でも、ネットで検索しても、そのことはどこにも書いてなかった。いや、もともと、森ノ木図書館の公式なホームページはなかった。非公式な図書館の情報サイトで、開館、閉館時間、それから地図が書いたあるくらいだった。
それでも、ネットのどこかに、なくなることが書き込んでないかさがしたけど、みつ からなかった。森ノ木図書館はネットの外側にあった。
ホントなのか、しりたかった。でも、ネットではホントかどうか、わからない。
まいってしまった。まいってしまいながら、その夜は眠りにつき、でも、まいっているから、なかなかねむれなかった。それでも、ねむくなって、いつの間にかねむって、朝になり、目がさめてもやっぱり、まいっていた。
まいったこころ持ちで、家を出て中学校へ向かった。
いつものように、森ノ木図書館の前を通る。
そして、いつもなら雨と雪の日以外、図書館の前でだれかが落ち葉の掃除をしているはずなのに、今朝はだれも掃除をしていなかった。朝のこの時間は、図書館はまだあいていないので、明りは消えているので、それもまた、いつもの朝の森ノ木図書館の姿だった。
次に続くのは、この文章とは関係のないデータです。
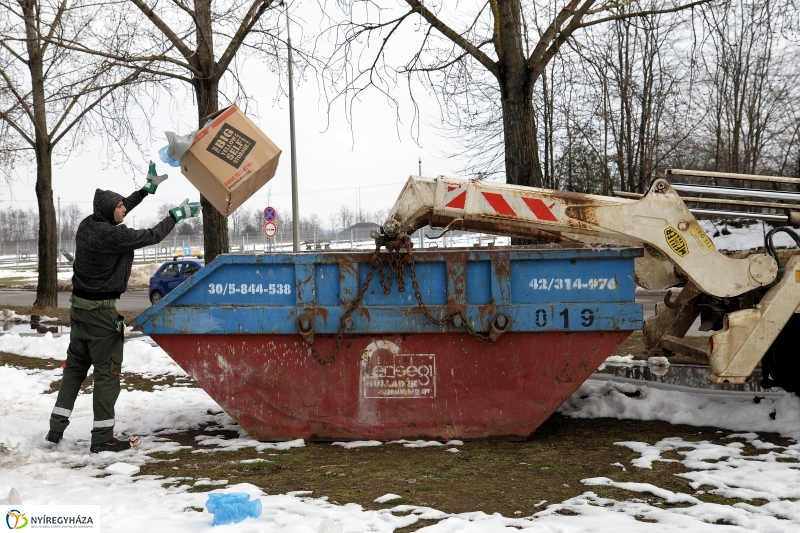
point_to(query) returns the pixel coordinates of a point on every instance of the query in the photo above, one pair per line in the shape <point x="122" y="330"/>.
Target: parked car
<point x="171" y="274"/>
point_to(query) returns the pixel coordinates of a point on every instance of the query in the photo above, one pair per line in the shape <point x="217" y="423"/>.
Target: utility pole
<point x="58" y="263"/>
<point x="295" y="203"/>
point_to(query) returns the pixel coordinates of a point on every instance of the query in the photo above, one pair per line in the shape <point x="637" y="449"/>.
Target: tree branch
<point x="253" y="15"/>
<point x="187" y="52"/>
<point x="622" y="16"/>
<point x="454" y="36"/>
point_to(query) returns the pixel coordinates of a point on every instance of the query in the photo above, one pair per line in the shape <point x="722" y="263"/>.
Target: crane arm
<point x="659" y="220"/>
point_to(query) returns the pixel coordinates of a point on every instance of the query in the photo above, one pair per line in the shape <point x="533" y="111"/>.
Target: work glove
<point x="187" y="209"/>
<point x="153" y="180"/>
<point x="119" y="323"/>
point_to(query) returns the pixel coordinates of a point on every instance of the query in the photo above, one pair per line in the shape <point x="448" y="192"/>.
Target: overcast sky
<point x="377" y="156"/>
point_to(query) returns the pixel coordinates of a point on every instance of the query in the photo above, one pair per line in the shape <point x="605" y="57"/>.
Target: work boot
<point x="115" y="445"/>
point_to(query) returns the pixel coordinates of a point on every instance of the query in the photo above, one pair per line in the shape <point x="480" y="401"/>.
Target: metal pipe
<point x="780" y="219"/>
<point x="731" y="191"/>
<point x="721" y="201"/>
<point x="295" y="192"/>
<point x="731" y="176"/>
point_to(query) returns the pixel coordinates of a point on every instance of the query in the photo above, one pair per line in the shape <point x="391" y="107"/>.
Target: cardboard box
<point x="229" y="160"/>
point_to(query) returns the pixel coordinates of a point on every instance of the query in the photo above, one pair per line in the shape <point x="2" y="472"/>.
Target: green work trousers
<point x="96" y="337"/>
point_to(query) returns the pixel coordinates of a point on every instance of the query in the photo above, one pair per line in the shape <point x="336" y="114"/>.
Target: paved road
<point x="138" y="301"/>
<point x="130" y="301"/>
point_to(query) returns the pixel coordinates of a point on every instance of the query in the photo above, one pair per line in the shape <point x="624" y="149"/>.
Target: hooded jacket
<point x="104" y="249"/>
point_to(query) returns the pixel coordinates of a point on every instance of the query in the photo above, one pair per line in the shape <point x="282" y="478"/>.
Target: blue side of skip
<point x="551" y="288"/>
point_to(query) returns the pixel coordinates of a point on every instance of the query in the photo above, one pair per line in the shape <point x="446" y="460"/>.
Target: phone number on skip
<point x="252" y="288"/>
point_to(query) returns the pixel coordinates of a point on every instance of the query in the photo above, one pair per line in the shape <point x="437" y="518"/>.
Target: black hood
<point x="105" y="202"/>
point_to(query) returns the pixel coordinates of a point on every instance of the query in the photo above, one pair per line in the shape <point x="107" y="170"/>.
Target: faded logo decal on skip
<point x="386" y="373"/>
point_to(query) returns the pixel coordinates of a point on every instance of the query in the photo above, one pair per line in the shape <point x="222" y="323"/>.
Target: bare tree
<point x="499" y="49"/>
<point x="18" y="225"/>
<point x="46" y="97"/>
<point x="641" y="80"/>
<point x="197" y="43"/>
<point x="752" y="79"/>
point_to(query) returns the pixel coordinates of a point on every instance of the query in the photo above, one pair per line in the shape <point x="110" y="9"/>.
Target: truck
<point x="472" y="343"/>
<point x="751" y="302"/>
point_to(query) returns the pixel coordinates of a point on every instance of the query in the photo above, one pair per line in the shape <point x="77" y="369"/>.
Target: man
<point x="102" y="267"/>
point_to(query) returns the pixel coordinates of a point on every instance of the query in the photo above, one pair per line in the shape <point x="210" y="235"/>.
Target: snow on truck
<point x="752" y="303"/>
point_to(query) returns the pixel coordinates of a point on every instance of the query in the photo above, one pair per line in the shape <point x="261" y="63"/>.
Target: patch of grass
<point x="485" y="476"/>
<point x="129" y="380"/>
<point x="61" y="314"/>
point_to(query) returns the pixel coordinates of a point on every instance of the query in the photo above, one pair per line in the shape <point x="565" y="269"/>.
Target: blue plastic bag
<point x="232" y="507"/>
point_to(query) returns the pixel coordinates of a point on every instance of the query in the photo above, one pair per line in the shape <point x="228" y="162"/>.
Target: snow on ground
<point x="748" y="237"/>
<point x="68" y="474"/>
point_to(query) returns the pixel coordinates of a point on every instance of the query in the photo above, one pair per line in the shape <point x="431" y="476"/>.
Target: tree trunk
<point x="47" y="286"/>
<point x="516" y="96"/>
<point x="215" y="224"/>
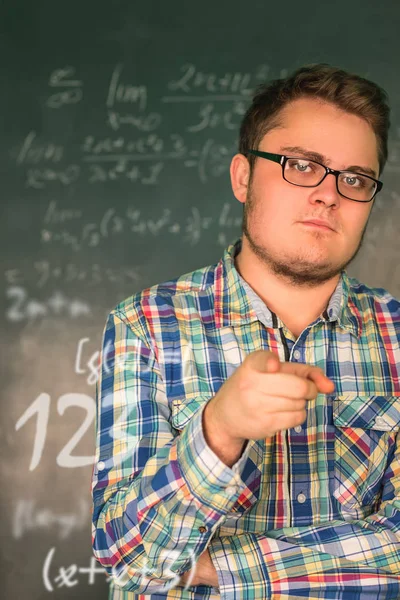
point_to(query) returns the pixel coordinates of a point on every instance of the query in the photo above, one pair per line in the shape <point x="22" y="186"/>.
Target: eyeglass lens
<point x="309" y="174"/>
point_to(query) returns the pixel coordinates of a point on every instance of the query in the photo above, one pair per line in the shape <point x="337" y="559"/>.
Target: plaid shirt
<point x="313" y="512"/>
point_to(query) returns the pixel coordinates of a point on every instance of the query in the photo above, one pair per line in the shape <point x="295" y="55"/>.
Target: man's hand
<point x="262" y="397"/>
<point x="204" y="572"/>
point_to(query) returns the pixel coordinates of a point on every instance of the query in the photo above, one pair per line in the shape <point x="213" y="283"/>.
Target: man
<point x="248" y="412"/>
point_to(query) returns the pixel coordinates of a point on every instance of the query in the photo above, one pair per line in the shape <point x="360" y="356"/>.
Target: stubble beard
<point x="298" y="272"/>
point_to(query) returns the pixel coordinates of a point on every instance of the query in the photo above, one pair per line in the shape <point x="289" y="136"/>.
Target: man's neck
<point x="297" y="307"/>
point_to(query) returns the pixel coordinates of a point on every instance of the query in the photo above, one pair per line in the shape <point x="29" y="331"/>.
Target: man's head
<point x="322" y="110"/>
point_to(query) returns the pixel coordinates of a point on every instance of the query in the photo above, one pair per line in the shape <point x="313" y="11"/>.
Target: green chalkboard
<point x="119" y="123"/>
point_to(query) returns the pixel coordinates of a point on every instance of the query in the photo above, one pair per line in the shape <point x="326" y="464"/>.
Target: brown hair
<point x="347" y="91"/>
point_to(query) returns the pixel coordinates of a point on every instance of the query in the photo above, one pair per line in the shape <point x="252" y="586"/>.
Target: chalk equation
<point x="69" y="577"/>
<point x="29" y="517"/>
<point x="77" y="233"/>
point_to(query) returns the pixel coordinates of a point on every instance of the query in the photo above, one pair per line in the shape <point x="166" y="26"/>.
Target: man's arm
<point x="157" y="496"/>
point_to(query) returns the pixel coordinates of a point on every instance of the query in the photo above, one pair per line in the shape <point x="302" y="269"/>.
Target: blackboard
<point x="119" y="120"/>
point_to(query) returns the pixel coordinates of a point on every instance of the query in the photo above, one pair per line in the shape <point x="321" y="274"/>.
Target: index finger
<point x="312" y="372"/>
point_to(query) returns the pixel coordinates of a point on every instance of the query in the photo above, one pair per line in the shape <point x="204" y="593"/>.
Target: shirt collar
<point x="233" y="305"/>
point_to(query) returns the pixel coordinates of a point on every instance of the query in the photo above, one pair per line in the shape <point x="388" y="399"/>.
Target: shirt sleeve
<point x="158" y="495"/>
<point x="338" y="559"/>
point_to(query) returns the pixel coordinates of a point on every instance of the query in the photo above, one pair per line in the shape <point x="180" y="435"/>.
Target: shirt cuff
<point x="240" y="567"/>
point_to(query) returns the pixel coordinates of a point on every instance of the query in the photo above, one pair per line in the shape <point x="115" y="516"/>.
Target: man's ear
<point x="240" y="175"/>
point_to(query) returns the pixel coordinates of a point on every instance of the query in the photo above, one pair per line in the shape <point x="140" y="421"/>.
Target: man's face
<point x="274" y="209"/>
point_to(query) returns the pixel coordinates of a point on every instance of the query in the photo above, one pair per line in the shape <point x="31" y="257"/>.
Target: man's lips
<point x="320" y="223"/>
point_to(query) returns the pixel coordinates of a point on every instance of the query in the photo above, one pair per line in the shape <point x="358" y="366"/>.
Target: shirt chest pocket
<point x="184" y="409"/>
<point x="365" y="433"/>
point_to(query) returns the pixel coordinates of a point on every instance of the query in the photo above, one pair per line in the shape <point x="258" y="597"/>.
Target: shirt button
<point x="202" y="529"/>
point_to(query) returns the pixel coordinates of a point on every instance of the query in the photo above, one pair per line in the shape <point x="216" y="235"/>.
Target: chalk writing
<point x="40" y="408"/>
<point x="28" y="517"/>
<point x="23" y="308"/>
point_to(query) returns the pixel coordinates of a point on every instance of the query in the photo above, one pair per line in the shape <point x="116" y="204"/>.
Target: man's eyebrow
<point x="300" y="151"/>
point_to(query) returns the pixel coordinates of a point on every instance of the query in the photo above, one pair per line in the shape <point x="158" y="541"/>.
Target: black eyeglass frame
<point x="282" y="159"/>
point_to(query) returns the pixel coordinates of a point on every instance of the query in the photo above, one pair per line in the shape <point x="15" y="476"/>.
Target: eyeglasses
<point x="309" y="173"/>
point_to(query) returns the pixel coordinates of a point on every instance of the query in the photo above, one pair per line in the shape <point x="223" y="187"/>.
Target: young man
<point x="248" y="412"/>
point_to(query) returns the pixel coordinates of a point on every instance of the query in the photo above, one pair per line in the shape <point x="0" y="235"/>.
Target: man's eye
<point x="299" y="165"/>
<point x="354" y="180"/>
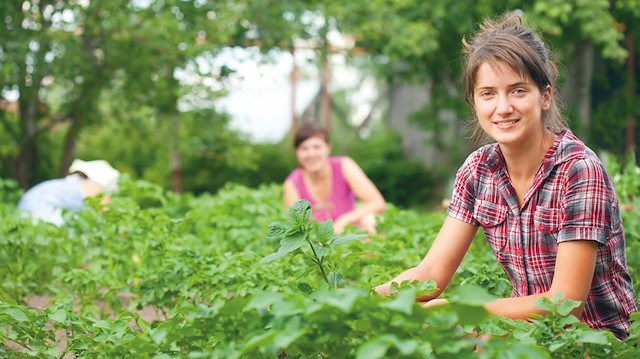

でも、なんだか、今日は明かりが消えている様子を見て、すごく不安なきもちになった。
学校についてからも、ずっと、考えていた。
なくなるのか、森ノ木図書館が。
でも、もしかすると、まちがいかもしれない。ネットには、そんなことどこにものってなかったし、それに、いきなりすぎる。急に図書館がなくなるなんて、それも、まえもって発表もなく。そんなことが。
そんなことが。
でも、どうなんだろう。そういうものなのかな。
たしかに、昨日、図書館の中に職員の人をみかけなかった。
かわりに二階の謎の女子がいた。
それに、ぼくが一度、図書館の外に出たら、もう中へ入れなくなった。
朝、図書館の前を掃除している人もいなかった。
ここまでの情報を、なかでならべてみる。
かつて読んだ探偵小説では、こうして、とりあえず、情報をならべることで、見えてくることがあると書いてあった。
授業中、右手でペンを回しながら考える。
このなかで、いちばん気になるのはなんだろうか。まっさきにあたまに浮かんだのは、あの女の子だった。隣の中学校の制服を着たあの子。
名前はまだ、ない。
ちがう、名前はきいてないだけだった。あの子はいったい、なに者だったのか。
あの子が、犯人なのか。
犯人って、なんのだ。そういうことじゃなくって、かんがえる方向に、こんらんがみられる、だめだ、ぼくは、いま、ちょっとしたパニックになっている。
でも、やっぱりあの子が気になる。
それに、べつの学校の女の子と話すのは、べつ世界の人と話すみたいで、特別なできごとにおもえた。